/DCST

DCST with Mullti-task setting

Primary LanguageJupyter NotebookMIT LicenseMIT

Official code for the paper "Deep Contextualized Self-training for Low Resource Dependency Parsing".
If you use this code please cite our paper.

Requirements

Simply run:

  • Python 3.7
  • Pytorch 1.1.0
  • Cuda 10.0
pip install -r requirements.txt

Data

Preprocessed in note format. Data folder can be obtained from here.

Multilingual Word Embeddings

Embeddings can be found here Possible word embedding option: ['random', 'fasttext']
The multilingual word embedding (.vec extensions) should be placed under the data/multilingual_word_embeddings folder.

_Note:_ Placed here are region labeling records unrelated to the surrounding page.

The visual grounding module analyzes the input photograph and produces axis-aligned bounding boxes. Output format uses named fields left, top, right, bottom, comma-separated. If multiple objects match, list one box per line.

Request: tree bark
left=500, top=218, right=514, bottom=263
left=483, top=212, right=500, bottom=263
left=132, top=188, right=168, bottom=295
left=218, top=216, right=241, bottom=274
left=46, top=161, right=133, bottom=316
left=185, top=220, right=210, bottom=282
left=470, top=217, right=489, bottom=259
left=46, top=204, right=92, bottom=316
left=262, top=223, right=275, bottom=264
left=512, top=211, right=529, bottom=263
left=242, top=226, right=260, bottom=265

Low Resource In-domain Experiments

In order to run the low resource in-domain experiments there are three steps we need to follow:

  1. Running the base Biaffine parser
  2. Running the sequence tagger(s)
  3. Running the combined DCST parser

Running code

If you want to run complete model then simply run bash script run_dcsh.sh otherwise Refer to corrsoponding section in run_dcsh.sh to run corrsopnding segments.

Input settings:

  1. Without POS Tag : Don't use flag --use_pos for all stages, namely, base model, auxiliary tasks, Final ensembled model.
  2. With Coarse level Tag : Use the input files from data folder from with --use_pos flag here
  3. With POS level Tag : Shuffle 2nd and 3rd column of all the files in data folder.

Mode : Average

Use average of FastText, case-layer and nos-layer hidden representation as embedding. Set the word_path="./data/cc.sanskrit.300.case.nos.vec" or cc.sanskrit.300.FT.case.nos.vec or cc.sanskrit.300.case.vec. These files can be found here

Running the base Biaffine Parser

Note that to run BiAFF classifier on 500 training data set --set_num_training_samples 500. And if you want to train on complete trainind data remove this flag. Refer to corrsoponding section in run_dcsh.sh

Running the Sequence Tagger

Once training the base parser, we can now run the Sequnece Tagger on any of the three proposed sequence tagging tasks in order to learn the syntactical contextualized word embeddings from the unlabeled data set. \

  1. For Auxiliary task set tasks as : 'number_of_children' 'relative_pos_based' 'distance_from_the_root'
  2. For Multitask setting set tasks : 'Multitask_case_predict' 'Multitask_POS_predict' 'Multitask_label_predict'

Refer to corrsoponding section in run_dcsh.sh

Final step - Running the Combined DCST Parser

As a final step we can now run the DCST (ensemble) parser:

Refer to corrsoponding section in run_dcsh.sh